Indonesia is making trade concessions to the US while tightening its grip on the commodities the global [energy transition depends on](https://www.sovereignmagazine.com/article/battery-wars-battle-for-dominance-in-sustainable-energy-storage-heats-up). The pattern is not unique to Jakarta. When the rules of the trading order are being rewritten by the largest economies, resource-rich nations with leverage (whether in nickel, rare earths or energy) have limited incentive to honour frameworks that are no longer being funded or enforced by the powers that designed them. Indonesia generates more than half its electricity from coal and controls the majority of the world’s nickel supply. It is not going to give either away on terms it did not set.

## Further Context

**Q: Why did Indonesia ban nickel ore exports?**
Indonesia banned raw nickel ore exports in 2020 to force investment in domestic processing rather than shipping unrefined material abroad. The policy built on a similar 2014 ban that successfully attracted Chinese investment in nickel pig iron and ferronickel smelters for stainless steel production. The 2020 version targets a higher-value goal: positioning Indonesia as a hub for battery-grade nickel used in electric vehicles. Indonesia holds roughly 22 per cent of the world’s nickel reserves. The strategy has worked to the extent that its share of global nickel supply has nearly doubled since 2020, though critics argue the environmental costs of rapid smelter expansion have been severe.
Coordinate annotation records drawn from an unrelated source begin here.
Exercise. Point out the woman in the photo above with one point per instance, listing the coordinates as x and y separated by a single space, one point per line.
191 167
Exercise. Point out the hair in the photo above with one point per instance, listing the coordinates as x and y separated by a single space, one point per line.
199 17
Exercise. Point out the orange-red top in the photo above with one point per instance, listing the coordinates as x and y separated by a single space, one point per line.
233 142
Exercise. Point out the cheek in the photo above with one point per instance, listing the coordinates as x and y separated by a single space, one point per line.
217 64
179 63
**Q: What is the Just Energy Transition Partnership?**
The JETP is a financing agreement launched at the 2022 G20 summit in Bali, committing $20 billion in public and private funding to help Indonesia transition away from coal. The partnership was originally co-led by the United States and Japan, with contributions from the EU, Canada, Germany, France and others. Its targets include capping power sector emissions at 290 MtCO2 by 2030 and reaching 34 per cent renewable electricity by the same year. Progress has been slow: of $21.8 billion pledged, only $3.4 billion has been made accessible, and much of the funding has been offered as market-rate loans rather than grants.

**Q: How does Indonesia’s nickel policy affect EV supply chains?**
Indonesia’s dominance in nickel means its production decisions directly affect the cost and availability of battery materials globally. The country processes laterite ore into battery-grade nickel using high-pressure acid leaching, a method essential for EV battery cathodes. The 2026 quota cut reduces available ore by roughly 120 million tonnes, creating tighter supply for both domestic smelters and international buyers. The global nickel market was already in surplus (estimated at 261 million tonnes for 2026), so the cut functions as a price-support mechanism. For EV manufacturers, it adds another variable to an already fragmented supply chain increasingly shaped by national industrial policy rather than open market pricing.